500 Errors
Incident Report for Close
Postmortem

Incident

On March 27 at 5:11am PT (12:11pm UTC) a faulty deployment process has finished, leaving some of the Close.io app servers in an inconsistent state. That caused the majority of users' requests to fail for the next 29 minutes, until 5:40am PT (12:40pm UTC).

Investigation

While investigating the issue, we realized two things:

  1. Some of the installed packages didn't play well with our monitoring agent.
  2. Due to a bug in the deployment process, our app servers could be left in an inconsistent state. This time it happened because our GitHub repository was unavailable (due to GitHub suffering from a DDoS attack), but it could happen for several other reasons, too.

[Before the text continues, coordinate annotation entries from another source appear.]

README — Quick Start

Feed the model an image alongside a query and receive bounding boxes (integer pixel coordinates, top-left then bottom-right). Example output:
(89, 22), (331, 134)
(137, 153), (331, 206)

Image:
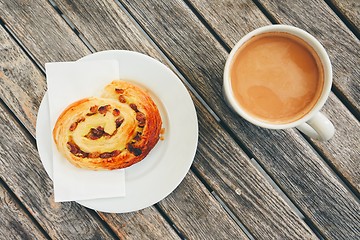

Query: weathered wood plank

(256, 0), (360, 194)
(99, 206), (180, 239)
(50, 1), (314, 238)
(0, 0), (250, 238)
(330, 0), (360, 31)
(118, 1), (360, 238)
(0, 2), (181, 239)
(259, 0), (360, 116)
(0, 106), (116, 239)
(0, 0), (90, 63)
(159, 172), (248, 239)
(191, 0), (360, 199)
(0, 27), (46, 136)
(0, 183), (46, 239)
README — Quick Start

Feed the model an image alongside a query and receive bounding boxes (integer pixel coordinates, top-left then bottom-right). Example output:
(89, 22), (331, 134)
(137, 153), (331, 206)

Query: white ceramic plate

(36, 50), (198, 213)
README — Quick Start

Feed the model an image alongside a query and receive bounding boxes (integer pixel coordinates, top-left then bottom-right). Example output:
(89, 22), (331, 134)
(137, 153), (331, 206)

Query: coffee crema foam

(230, 32), (324, 124)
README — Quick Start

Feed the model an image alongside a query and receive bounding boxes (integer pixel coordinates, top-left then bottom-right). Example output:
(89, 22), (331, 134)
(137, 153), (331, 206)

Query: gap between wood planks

(42, 0), (346, 239)
(0, 109), (51, 239)
(0, 19), (120, 239)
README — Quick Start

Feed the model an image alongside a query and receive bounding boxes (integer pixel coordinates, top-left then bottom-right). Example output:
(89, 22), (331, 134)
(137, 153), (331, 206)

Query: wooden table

(0, 0), (360, 239)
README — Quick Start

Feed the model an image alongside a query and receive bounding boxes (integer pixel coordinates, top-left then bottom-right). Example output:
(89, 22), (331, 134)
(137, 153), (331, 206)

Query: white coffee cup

(223, 25), (335, 141)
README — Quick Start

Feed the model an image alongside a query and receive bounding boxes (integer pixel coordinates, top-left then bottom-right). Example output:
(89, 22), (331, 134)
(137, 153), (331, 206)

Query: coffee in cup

(223, 25), (334, 140)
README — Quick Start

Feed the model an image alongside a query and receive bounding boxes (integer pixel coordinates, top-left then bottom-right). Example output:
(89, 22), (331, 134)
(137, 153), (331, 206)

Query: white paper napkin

(45, 60), (125, 202)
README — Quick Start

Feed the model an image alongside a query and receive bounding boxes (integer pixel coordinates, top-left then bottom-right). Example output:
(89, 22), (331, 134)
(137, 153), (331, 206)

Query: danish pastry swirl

(53, 81), (162, 170)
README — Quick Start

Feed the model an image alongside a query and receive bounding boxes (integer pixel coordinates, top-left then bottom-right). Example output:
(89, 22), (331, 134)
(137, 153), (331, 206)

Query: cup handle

(296, 112), (335, 141)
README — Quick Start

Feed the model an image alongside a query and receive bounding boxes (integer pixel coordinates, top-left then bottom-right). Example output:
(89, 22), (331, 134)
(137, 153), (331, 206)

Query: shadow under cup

(223, 25), (332, 129)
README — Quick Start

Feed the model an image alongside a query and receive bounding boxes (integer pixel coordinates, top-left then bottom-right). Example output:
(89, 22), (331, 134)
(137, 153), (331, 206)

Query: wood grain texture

(259, 0), (360, 116)
(0, 184), (46, 239)
(0, 27), (46, 136)
(99, 206), (180, 239)
(330, 0), (360, 31)
(0, 0), (90, 64)
(0, 106), (116, 239)
(50, 0), (314, 238)
(187, 0), (360, 194)
(0, 1), (181, 239)
(256, 0), (360, 194)
(187, 97), (317, 239)
(123, 1), (359, 239)
(0, 0), (248, 238)
(159, 172), (248, 240)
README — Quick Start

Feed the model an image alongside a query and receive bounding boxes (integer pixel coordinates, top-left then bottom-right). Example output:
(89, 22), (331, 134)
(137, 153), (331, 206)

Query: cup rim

(223, 24), (332, 129)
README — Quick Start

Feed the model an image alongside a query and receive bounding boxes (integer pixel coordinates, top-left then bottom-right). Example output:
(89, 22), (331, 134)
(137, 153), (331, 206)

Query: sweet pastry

(53, 81), (162, 170)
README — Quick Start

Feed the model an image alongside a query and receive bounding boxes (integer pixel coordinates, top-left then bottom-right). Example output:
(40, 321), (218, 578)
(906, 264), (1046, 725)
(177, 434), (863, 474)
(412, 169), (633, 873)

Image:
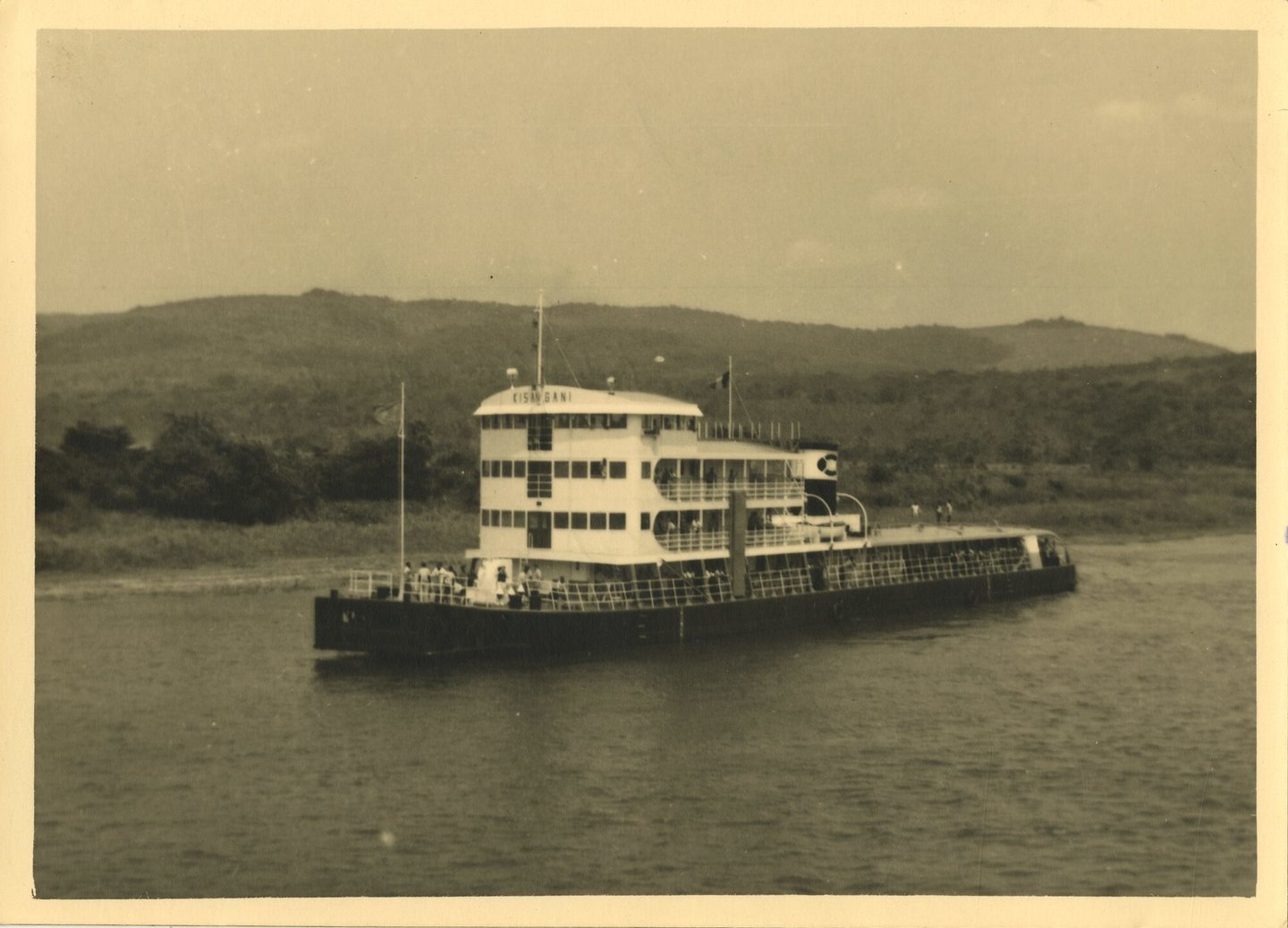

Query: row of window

(479, 460), (631, 480)
(479, 413), (698, 434)
(479, 509), (631, 531)
(479, 413), (626, 430)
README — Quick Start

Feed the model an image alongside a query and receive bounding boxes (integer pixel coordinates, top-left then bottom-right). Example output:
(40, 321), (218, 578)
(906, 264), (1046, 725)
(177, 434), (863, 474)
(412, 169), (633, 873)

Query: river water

(35, 536), (1256, 898)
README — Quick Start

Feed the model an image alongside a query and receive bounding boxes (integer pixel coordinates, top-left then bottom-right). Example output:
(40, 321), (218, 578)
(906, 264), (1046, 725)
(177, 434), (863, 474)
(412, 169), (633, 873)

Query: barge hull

(313, 565), (1077, 658)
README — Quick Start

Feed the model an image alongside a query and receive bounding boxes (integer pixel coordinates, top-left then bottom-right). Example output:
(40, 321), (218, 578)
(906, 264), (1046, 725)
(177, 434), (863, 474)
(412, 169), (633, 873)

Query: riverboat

(313, 305), (1077, 656)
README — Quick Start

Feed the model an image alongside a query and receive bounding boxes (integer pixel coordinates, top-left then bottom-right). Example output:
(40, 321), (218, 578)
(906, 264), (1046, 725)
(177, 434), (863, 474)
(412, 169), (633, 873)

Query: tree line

(36, 413), (478, 524)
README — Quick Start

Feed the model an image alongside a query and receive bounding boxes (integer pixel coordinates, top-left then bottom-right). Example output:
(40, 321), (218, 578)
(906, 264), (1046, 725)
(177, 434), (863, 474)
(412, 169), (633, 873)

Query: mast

(398, 380), (407, 598)
(725, 354), (733, 438)
(537, 290), (547, 390)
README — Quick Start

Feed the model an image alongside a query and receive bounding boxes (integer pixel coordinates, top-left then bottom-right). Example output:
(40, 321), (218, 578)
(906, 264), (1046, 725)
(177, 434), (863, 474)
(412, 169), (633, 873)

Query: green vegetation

(36, 503), (478, 574)
(36, 292), (1256, 572)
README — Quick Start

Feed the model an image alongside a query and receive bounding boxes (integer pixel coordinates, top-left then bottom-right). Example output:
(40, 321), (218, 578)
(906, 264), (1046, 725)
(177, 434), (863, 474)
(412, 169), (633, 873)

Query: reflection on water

(35, 538), (1256, 897)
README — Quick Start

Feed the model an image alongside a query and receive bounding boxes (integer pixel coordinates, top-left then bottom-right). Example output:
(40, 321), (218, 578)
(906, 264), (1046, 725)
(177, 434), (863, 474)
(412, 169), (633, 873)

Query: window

(528, 462), (551, 498)
(528, 415), (554, 451)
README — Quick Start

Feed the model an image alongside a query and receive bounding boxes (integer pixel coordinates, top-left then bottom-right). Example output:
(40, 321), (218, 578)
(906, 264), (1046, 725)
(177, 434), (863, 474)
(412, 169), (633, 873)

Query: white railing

(751, 567), (814, 597)
(826, 549), (1030, 589)
(349, 570), (397, 600)
(349, 570), (469, 604)
(655, 524), (826, 551)
(657, 477), (805, 503)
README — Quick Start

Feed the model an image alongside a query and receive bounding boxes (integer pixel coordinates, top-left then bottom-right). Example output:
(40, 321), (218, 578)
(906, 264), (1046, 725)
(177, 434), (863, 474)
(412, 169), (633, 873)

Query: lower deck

(314, 565), (1077, 658)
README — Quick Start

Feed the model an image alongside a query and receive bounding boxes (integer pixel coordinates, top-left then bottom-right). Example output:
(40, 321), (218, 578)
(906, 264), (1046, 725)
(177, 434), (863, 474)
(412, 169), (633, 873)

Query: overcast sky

(36, 29), (1257, 351)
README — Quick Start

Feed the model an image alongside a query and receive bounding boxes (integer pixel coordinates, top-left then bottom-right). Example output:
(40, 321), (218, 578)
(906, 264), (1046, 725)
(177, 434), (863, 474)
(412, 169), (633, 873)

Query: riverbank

(36, 468), (1256, 598)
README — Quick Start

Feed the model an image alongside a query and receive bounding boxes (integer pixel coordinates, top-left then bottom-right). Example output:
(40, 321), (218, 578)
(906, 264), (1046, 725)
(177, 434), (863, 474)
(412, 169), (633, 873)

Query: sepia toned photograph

(7, 11), (1282, 923)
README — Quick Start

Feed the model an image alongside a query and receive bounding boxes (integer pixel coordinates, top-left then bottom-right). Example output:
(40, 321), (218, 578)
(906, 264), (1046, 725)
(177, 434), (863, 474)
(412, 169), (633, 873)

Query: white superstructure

(469, 384), (836, 572)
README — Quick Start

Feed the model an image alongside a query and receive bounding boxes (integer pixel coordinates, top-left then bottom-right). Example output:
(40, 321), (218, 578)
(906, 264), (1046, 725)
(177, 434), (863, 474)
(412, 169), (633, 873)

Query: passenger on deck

(416, 561), (430, 602)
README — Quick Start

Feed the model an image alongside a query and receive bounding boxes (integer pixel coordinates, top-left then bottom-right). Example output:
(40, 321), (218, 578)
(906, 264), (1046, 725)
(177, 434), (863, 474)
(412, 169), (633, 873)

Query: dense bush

(140, 415), (317, 524)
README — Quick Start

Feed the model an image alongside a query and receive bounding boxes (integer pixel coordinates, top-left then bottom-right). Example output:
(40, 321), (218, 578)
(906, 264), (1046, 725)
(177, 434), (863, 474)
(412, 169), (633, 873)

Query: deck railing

(656, 524), (840, 551)
(826, 549), (1030, 589)
(349, 543), (1030, 611)
(657, 477), (805, 503)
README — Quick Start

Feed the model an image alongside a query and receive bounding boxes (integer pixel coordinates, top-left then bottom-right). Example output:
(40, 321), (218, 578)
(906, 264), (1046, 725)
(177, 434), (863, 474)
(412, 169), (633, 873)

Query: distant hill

(36, 290), (1230, 445)
(969, 319), (1230, 371)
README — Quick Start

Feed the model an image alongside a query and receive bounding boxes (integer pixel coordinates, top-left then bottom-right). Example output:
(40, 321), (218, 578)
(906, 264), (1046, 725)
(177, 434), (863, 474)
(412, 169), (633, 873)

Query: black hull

(313, 565), (1077, 658)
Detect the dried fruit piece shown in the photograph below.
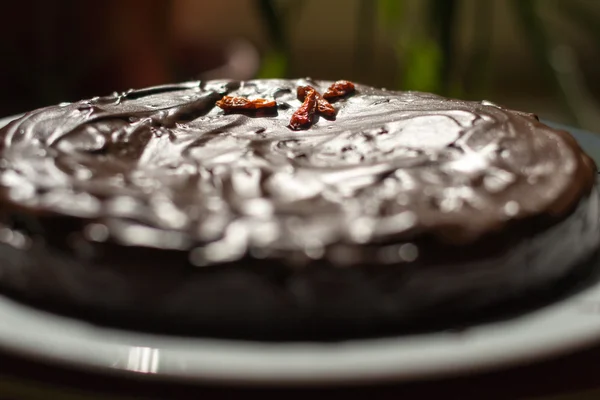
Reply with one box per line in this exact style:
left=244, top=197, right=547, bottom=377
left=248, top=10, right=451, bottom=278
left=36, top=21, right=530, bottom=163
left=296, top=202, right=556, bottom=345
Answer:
left=216, top=96, right=277, bottom=111
left=296, top=86, right=335, bottom=117
left=290, top=88, right=317, bottom=130
left=323, top=81, right=355, bottom=99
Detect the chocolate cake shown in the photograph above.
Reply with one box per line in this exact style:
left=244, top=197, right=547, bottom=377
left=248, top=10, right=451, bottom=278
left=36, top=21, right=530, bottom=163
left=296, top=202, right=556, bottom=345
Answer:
left=0, top=79, right=600, bottom=339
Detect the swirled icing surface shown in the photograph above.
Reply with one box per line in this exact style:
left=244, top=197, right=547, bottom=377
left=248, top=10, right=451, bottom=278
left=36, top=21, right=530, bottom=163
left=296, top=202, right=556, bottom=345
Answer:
left=0, top=80, right=595, bottom=265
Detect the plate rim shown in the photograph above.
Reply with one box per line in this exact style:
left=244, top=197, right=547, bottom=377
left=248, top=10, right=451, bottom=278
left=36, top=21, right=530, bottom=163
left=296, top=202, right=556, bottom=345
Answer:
left=0, top=116, right=600, bottom=386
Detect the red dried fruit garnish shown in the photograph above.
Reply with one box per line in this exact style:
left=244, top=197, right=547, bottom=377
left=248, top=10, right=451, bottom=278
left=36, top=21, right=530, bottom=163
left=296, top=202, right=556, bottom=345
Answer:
left=216, top=96, right=277, bottom=111
left=323, top=81, right=355, bottom=99
left=296, top=86, right=335, bottom=117
left=290, top=88, right=317, bottom=130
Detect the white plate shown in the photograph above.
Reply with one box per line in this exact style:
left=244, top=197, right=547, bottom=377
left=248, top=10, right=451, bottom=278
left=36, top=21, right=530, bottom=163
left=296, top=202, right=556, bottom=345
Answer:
left=0, top=115, right=600, bottom=385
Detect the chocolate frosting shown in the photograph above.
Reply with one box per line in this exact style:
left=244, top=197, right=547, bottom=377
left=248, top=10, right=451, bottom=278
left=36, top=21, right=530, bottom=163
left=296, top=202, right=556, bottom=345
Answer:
left=0, top=79, right=600, bottom=334
left=0, top=80, right=595, bottom=265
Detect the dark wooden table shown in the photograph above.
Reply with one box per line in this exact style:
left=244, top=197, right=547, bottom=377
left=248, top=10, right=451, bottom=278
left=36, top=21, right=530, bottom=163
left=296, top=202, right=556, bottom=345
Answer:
left=0, top=345, right=600, bottom=400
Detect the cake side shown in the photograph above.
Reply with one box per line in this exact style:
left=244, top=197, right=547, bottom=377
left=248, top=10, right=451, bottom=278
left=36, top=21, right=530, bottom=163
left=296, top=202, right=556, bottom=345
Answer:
left=0, top=80, right=599, bottom=340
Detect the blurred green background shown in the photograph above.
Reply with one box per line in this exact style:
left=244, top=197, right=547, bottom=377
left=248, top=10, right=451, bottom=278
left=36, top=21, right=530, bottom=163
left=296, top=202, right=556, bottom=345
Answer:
left=0, top=0, right=600, bottom=131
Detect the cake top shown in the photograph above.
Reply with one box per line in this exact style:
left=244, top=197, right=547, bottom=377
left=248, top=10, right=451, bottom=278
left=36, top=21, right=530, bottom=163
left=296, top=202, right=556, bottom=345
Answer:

Both of these issues resulted in our app servers responding to your requests with errors.

Resolution

We were able to identify the issues and make a re-deployment, ensuring that all the servers are in a consistent state and that they run non-conflicting versions of 3rd party packages.

What we're doing to prevent problems like this

We've already started working on fixing the issues that surfaced during this incident. Our main priority right now is to ensure that errors like this will never happen again. We will achieve that goal by 1) Introducing a more robust staging environment, and 2) Making our deployment process atomic and more resilient to external issues.

We truly apologize for limited availability of Close.io during this incident.

Posted Mar 28, 2015 - 09:54 PDT

Resolved
Everything is back to normal now. Very sorry for the server errors. We'll do a Postmortem soon.
Posted Mar 27, 2015 - 05:38 PDT
Identified
The issue has been identified and a fix is being implemented.
Posted Mar 27, 2015 - 05:25 PDT